Run against the real authz.Verifier with in-test-minted SSHSIGs (the ~40-line framing is replicated in reconcile's test binary — production authz is untouched and gains no signing capability; live minting is required because the verifier's clock is not cross-package injectable):

unsigned destructive job → pending_signature · unsigned destructive desired-state delta → pending_signature (distrusts hub desired state, not just jobs) · forged / unknown signer → ErrUnknownSigner · expired → ErrExpired · replayed nonce across an agent restart (durable FileNonceStore) → ErrReplay · wrong host → ErrTarget · wrong guest / wrong op / wrong params → binding_mismatch · recovery key on ordinary destructive → role_denied · hub-supplied "scratch" tag on a data-bearing guest → ignored, still destructive → refused · valid + correct role + correct target + fresh nonce → accepted, and a second presentation → ErrReplay.

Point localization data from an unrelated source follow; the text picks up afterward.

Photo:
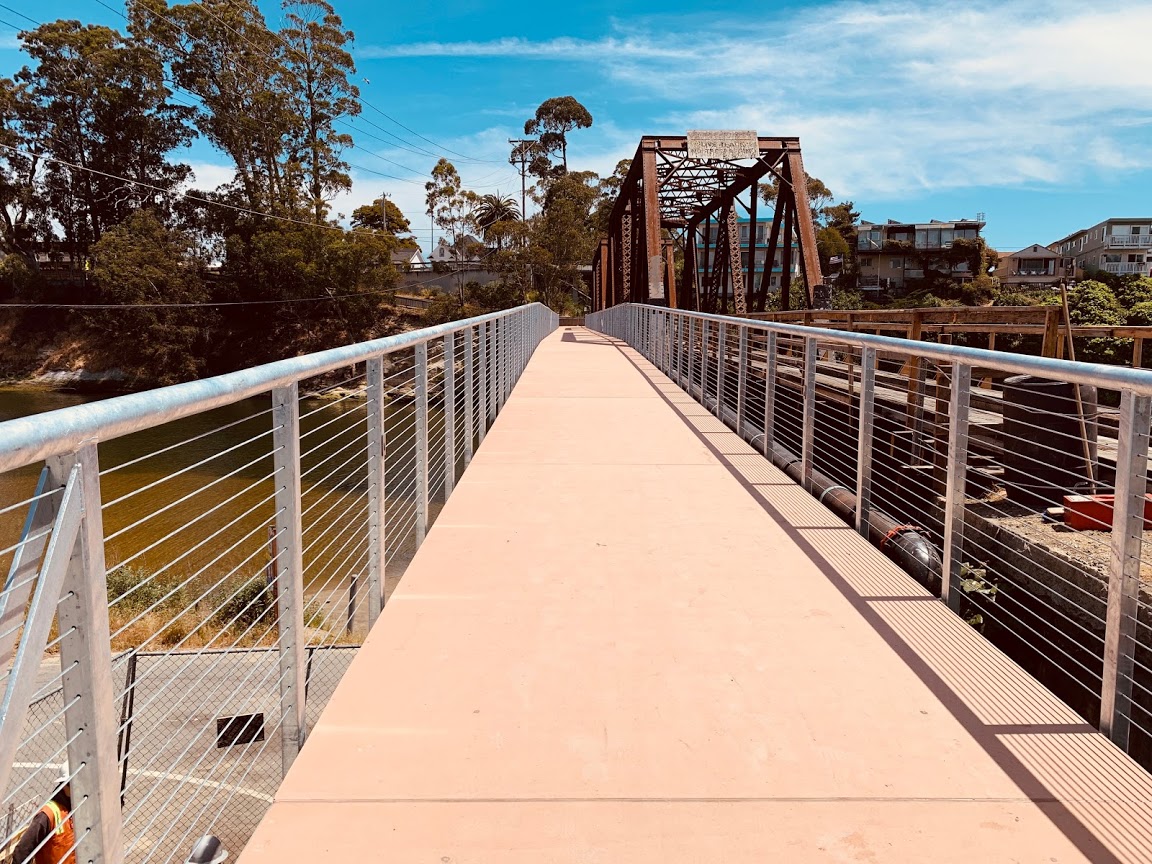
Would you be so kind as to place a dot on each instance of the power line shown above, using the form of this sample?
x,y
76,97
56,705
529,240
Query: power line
x,y
363,103
187,196
235,302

The two forward-looking notes

  • Note 1 (carried in) — the InFlight() resume-or-rollback startup consumer (Engine.Recover) landed together with the signed-op executor, as required. An op that crashed after the Proxmox POST but before its terminal record (OpTaskRunning, nonce already consumed) is not covered by idempotency dedupe — only this consumer resolves it (re-read the task via the new TaskStatusOnce, record the real outcome; a no-task-id op is abandoned fail-safe). Wired into daemon startup and tested.
  • Note 2 (addressed) — the memory comparison is canonicalized (desiredMemoryMiB): desired and actual compare in the same MiB unit that is then written, so a non-MiB-aligned MemoryBytes converges in one pass rather than re-issuing SetConfig every cycle. A test proves convergence. Recommendation stands that slice 10 serve MiB-aligned specs at the source.

Verification

  • go test -race -count=1 ./... and go vet ./... clean on the Linux build server (go1.26); all tests green locally and there.
  • No live Proxmox needed — Phase A is unfed and Phase B's destructive path is inert this slice. The gate's crypto path is proven end-to-end against the real verifier.

Conventions

Version → v0.4.0. CHANGELOG has a per-phase entry (newest on top). No secrets in any committed file. Pushed to main. Per the task, I stop at this checkpoint and await the validation pass.